PHP7.4: OpenSSL AES-CFB encryption different to Python

PHP7.4: OpenSSL AES-CFB encryption different to Python - python

I'm trying to use PHP7.4 to replicate a piece of python code which is using Pycryptodome to do a AES-128-CFB encryption.
For this I'm using the openssl_encrypt built-in function of PHP.
I tried several configuration parameters and CFB modes but I'm getting different results all the time.
I found out that pycryptodomes CFB implementation seems to use the 8 bit segment size, which should be the aes-128-cfb8 mode in PHP's openssl implementation.

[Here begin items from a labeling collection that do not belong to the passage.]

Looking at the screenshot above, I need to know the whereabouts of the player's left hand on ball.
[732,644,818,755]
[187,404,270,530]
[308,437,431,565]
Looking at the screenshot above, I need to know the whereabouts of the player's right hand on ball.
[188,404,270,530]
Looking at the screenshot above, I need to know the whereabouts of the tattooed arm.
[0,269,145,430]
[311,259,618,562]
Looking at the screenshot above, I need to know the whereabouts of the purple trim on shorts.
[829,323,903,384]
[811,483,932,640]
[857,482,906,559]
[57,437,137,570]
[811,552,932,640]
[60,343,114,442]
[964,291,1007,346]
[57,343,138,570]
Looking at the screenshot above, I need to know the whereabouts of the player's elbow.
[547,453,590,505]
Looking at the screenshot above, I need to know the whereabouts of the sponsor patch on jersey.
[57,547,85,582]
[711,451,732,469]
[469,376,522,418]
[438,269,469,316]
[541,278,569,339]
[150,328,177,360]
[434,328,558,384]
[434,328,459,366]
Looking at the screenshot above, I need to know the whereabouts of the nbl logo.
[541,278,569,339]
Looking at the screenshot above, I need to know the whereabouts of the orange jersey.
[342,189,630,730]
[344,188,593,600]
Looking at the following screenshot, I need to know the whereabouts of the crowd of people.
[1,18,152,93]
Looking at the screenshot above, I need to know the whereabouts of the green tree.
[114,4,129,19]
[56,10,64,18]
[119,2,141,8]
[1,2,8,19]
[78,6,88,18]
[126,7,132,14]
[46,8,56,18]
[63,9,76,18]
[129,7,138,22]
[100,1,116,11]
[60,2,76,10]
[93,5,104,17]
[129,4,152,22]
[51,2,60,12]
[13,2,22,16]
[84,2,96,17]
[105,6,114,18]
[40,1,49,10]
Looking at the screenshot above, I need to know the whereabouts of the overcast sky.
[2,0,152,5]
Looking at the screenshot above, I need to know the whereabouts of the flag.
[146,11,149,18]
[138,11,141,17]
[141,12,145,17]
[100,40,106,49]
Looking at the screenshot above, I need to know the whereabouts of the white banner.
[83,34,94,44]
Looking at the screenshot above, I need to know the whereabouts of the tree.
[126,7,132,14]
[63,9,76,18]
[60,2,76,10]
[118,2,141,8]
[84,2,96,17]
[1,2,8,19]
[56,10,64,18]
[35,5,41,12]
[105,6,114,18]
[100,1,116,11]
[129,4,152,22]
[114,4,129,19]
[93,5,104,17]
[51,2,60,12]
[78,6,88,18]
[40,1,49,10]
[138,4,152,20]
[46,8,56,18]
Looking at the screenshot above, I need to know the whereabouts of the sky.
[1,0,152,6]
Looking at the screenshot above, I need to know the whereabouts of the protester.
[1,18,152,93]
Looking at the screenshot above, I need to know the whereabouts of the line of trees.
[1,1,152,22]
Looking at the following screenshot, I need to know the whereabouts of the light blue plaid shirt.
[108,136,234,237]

The IV is intentionally fixed to 0, so please just ignore the fact it is unsecure.
Here is the code I want to replicate, followed by the PHP code trying to replicate the results with different approaches.
Something tells me it has to do with PHP's 'byte handling', because python distincts between a byte string (returned by .encode('utf-8')) and string.

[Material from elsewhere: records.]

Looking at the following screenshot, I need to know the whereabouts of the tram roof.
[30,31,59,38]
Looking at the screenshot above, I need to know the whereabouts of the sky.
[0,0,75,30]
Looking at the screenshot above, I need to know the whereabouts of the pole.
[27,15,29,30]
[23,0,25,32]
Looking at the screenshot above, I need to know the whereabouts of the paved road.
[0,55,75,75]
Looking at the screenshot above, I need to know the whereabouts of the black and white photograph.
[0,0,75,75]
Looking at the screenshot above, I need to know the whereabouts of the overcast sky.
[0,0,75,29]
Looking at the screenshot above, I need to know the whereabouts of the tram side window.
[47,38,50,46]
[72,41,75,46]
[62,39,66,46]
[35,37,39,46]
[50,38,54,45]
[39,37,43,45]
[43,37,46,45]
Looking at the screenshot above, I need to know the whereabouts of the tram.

At the end you can see the outputs of both codes:
Python code:
import hashlib
from Crypto.Cipher import AES
key = 'testKey'
IV = '\x00\x00\x00\x00\x00\x00\x00\x00\x00\x00\x00\x00\x00\x00\x00\x00'
ENC_KEY = hashlib.md5(key.encode('utf-8')).hexdigest()
print('key: "' + key + '"')
print('hashedKey: ' + ENC_KEY)
obj = AES.new(ENC_KEY.encode("utf8"), AES.MODE_CFB, IV.encode("utf8"))
test_data = 'test'
print('encrypting "' + test_data + '"')
encData = obj.encrypt(test_data.encode("utf8"))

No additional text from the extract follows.